Ты потянулся за сигаретами, меня снова кольнул этот жест. Я никогда не говорила тебе, но, когда ты закуривал после наших занятий любовью, ко мне возвращался старый страх. Страх за тот вопрос, который ты мне в свое время не задал… Вопрос, который всегда стоял между нами. И все же считаю, что лучше — молчание. Если уж я все равно не могу сказать тебе правду. Эта правда после семи лет стала другой. И мое гетто теперь другое. И я иначе вижу себя прошлую. Вижу ее изнутри. В последнем письме я писала о себе «та», и это являлось как бы своеобразной защитой. Может быть, теперь стала больше понимать ту девушку, почти что ребенка, которая отважилась на подобное решение. И на нее, и на отца я смотрю с некоторого расстояния. Видишь, я написала «на нее» вместо «на себя», но ведь прошло семь лет.

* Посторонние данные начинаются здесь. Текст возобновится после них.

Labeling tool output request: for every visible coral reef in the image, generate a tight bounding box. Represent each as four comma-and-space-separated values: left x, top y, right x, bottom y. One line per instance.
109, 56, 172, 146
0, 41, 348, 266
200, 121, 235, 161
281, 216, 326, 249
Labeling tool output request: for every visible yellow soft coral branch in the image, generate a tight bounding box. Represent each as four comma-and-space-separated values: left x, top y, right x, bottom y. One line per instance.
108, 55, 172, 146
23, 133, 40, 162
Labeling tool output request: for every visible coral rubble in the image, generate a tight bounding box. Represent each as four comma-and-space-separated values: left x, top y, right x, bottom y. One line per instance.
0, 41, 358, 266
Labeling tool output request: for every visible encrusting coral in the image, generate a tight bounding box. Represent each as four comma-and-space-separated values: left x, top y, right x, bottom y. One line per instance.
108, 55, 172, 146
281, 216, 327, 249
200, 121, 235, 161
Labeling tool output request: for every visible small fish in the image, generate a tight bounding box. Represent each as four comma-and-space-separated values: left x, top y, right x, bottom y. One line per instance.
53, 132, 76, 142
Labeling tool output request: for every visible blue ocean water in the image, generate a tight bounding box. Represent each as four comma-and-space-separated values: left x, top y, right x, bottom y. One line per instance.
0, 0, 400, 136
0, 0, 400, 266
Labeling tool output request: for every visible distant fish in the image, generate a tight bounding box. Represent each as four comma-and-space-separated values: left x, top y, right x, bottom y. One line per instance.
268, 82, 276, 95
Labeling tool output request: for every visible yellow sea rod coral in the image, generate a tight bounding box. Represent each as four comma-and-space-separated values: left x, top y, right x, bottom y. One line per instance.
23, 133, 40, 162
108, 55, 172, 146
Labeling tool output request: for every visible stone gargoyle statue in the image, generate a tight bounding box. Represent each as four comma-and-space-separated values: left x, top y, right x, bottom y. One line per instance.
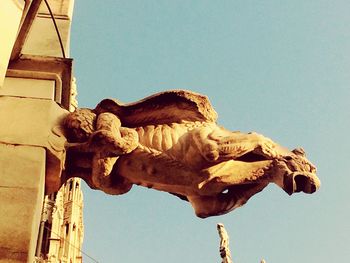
63, 90, 320, 218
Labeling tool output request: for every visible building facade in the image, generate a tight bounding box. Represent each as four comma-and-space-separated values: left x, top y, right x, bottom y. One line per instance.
36, 178, 84, 263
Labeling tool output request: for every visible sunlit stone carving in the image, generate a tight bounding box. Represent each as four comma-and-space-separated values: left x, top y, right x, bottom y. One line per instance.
63, 90, 320, 217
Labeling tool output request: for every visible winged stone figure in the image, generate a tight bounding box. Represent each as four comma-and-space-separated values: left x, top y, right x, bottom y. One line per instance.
62, 90, 320, 218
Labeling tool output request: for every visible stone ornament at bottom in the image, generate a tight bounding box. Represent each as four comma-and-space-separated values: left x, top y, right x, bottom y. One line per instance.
62, 90, 320, 218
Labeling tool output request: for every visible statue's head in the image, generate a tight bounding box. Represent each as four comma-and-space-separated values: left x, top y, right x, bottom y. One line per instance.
188, 145, 320, 218
274, 148, 320, 195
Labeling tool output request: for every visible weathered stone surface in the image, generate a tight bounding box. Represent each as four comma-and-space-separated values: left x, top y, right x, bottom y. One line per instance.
0, 143, 46, 263
65, 90, 320, 217
0, 96, 68, 193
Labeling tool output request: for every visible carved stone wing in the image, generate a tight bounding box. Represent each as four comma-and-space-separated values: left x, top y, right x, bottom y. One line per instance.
94, 90, 217, 127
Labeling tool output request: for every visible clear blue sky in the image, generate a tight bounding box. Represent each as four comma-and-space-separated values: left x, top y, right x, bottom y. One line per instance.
71, 0, 350, 263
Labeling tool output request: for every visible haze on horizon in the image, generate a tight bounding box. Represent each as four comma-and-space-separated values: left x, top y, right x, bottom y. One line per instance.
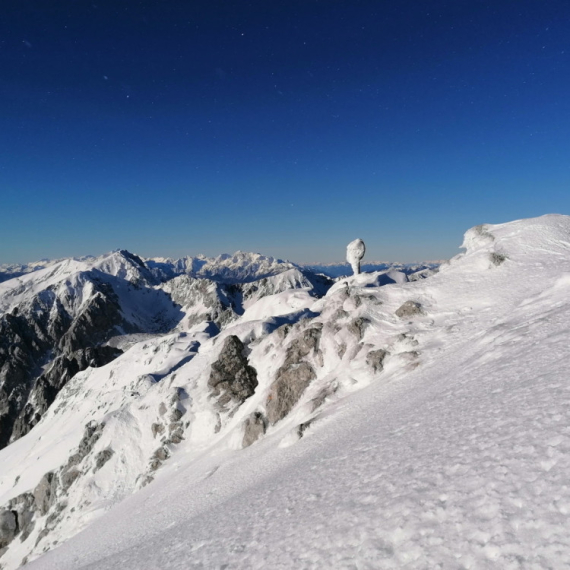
0, 0, 570, 264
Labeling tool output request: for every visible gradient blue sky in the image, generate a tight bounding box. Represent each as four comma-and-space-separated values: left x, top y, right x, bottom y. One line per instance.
0, 0, 570, 263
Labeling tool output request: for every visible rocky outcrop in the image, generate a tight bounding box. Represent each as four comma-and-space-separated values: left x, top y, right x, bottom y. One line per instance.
208, 335, 257, 407
396, 301, 423, 319
11, 346, 122, 441
366, 348, 388, 372
242, 412, 267, 447
265, 323, 322, 424
33, 471, 57, 515
0, 509, 18, 549
0, 279, 126, 448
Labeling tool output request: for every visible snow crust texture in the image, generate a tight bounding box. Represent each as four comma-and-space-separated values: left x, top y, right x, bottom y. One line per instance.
0, 215, 570, 570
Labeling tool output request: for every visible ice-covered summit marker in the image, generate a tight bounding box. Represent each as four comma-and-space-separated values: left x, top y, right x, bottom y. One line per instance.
346, 238, 366, 275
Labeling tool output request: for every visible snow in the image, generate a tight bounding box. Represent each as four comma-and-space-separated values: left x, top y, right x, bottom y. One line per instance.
0, 215, 570, 570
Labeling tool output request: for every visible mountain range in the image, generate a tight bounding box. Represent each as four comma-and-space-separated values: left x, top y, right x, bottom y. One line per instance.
0, 215, 570, 570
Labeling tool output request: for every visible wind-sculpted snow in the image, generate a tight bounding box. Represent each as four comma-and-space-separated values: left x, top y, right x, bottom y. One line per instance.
346, 239, 366, 275
0, 216, 570, 570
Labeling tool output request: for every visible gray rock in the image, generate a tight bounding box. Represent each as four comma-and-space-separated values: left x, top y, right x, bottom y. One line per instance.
34, 471, 57, 515
491, 251, 507, 266
208, 335, 257, 406
242, 412, 267, 447
153, 447, 169, 461
285, 323, 323, 364
59, 467, 81, 492
265, 362, 317, 424
311, 380, 338, 412
150, 423, 164, 437
396, 301, 423, 319
265, 323, 322, 425
0, 509, 18, 548
93, 448, 115, 473
366, 348, 388, 372
8, 493, 36, 542
347, 317, 370, 340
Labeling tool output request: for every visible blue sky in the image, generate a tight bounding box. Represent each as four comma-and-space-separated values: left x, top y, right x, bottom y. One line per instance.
0, 0, 570, 263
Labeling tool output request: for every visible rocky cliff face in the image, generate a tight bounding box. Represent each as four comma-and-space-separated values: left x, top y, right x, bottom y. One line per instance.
0, 246, 342, 564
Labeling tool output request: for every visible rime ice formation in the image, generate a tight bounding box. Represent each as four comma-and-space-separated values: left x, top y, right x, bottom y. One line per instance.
346, 238, 366, 275
5, 215, 570, 570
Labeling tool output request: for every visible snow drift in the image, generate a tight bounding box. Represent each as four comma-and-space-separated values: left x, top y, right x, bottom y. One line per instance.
0, 215, 570, 570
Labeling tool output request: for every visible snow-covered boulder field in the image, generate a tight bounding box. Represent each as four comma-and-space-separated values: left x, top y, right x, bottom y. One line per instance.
0, 215, 570, 570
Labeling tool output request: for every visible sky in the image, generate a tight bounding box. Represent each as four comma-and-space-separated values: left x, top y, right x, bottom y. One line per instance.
0, 0, 570, 263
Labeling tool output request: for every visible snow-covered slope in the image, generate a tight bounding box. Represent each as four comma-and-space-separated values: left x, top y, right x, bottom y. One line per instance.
145, 251, 296, 283
302, 261, 442, 278
0, 215, 570, 570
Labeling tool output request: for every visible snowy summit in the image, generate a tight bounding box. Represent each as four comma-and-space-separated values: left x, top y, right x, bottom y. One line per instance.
0, 215, 570, 570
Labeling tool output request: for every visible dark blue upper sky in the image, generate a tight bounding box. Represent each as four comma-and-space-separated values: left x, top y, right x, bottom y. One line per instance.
0, 0, 570, 263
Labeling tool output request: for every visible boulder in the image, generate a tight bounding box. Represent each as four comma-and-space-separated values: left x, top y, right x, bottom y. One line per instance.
208, 335, 257, 406
0, 509, 18, 548
396, 301, 423, 319
242, 412, 267, 447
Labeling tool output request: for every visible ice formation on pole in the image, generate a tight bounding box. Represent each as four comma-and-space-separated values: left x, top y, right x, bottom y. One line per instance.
346, 239, 366, 275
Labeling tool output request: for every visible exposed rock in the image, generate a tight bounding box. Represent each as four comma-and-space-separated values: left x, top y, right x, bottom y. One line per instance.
8, 493, 36, 542
297, 419, 315, 439
150, 423, 164, 437
285, 323, 322, 364
170, 408, 183, 422
242, 412, 267, 447
34, 471, 57, 515
93, 448, 115, 473
266, 362, 317, 424
208, 335, 257, 406
59, 467, 81, 492
332, 309, 348, 321
396, 301, 423, 319
0, 509, 18, 548
491, 251, 507, 265
153, 447, 169, 461
366, 348, 388, 372
311, 381, 338, 412
266, 323, 322, 424
11, 346, 123, 441
347, 317, 370, 340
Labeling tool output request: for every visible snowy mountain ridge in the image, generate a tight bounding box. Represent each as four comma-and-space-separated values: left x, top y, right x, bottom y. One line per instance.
0, 215, 570, 570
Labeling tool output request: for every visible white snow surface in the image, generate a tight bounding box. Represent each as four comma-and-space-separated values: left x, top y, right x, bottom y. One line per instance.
0, 215, 570, 570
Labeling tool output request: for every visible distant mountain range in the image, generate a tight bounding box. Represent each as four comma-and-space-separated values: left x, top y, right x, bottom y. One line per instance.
4, 215, 570, 570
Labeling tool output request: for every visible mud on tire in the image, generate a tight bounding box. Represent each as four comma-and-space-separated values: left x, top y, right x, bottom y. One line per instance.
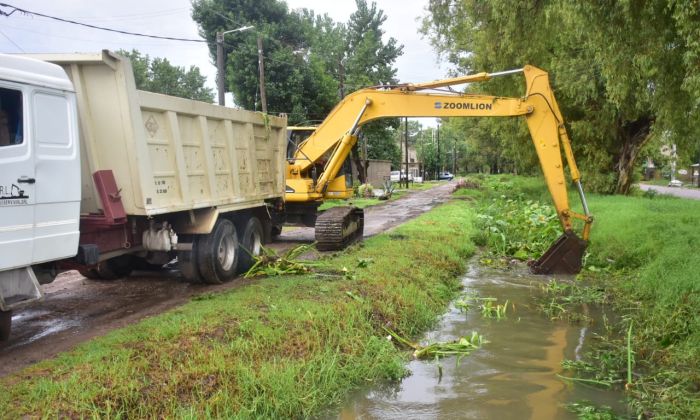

И мне их жаль, и эта жалость, наверное, моя боль.

Теперь уже не думаю, что это я убила отца. Его убило гетто. Мы не смогли найти выход из ситуации, которая оказалась сильнее нас обоих. Отец мучился, будучи не в состоянии меня уберечь, а я чувствовала, что не могу уберечь его. Но все же то решение — идти за отцом — было спасением. Если бы осталась с матерью, то после его смерти не смогла бы жить. Я это знаю. Я чувствую это. Мы были с ним рядом до конца, только в ту минуту, когда он умирал, эсэсовец держал в своих объятиях мое тело. Звучит ужасно, но в действительности выглядело не совсем так. Это были отношения палач — жертва, однако роли поменялись, и я стала его палачом. Тот человек по-настоящему мучился. Я видела в его глазах растерянность и боль. Думаю, он влюбился в мою невинность, которая была для него чем-то неизведанным. Тело женщины, конечно, наиболее совершенно, однако его есть с чем сравнивать. Моя чистота была исключительна. Он желал ею обладать, только он один, но не мог ею овладеть. И чем больше старался, тем больше она была для него недосягаема. Он мог ее только уничтожить, но для этого требовалась смелость, а он, по существу, был трусом.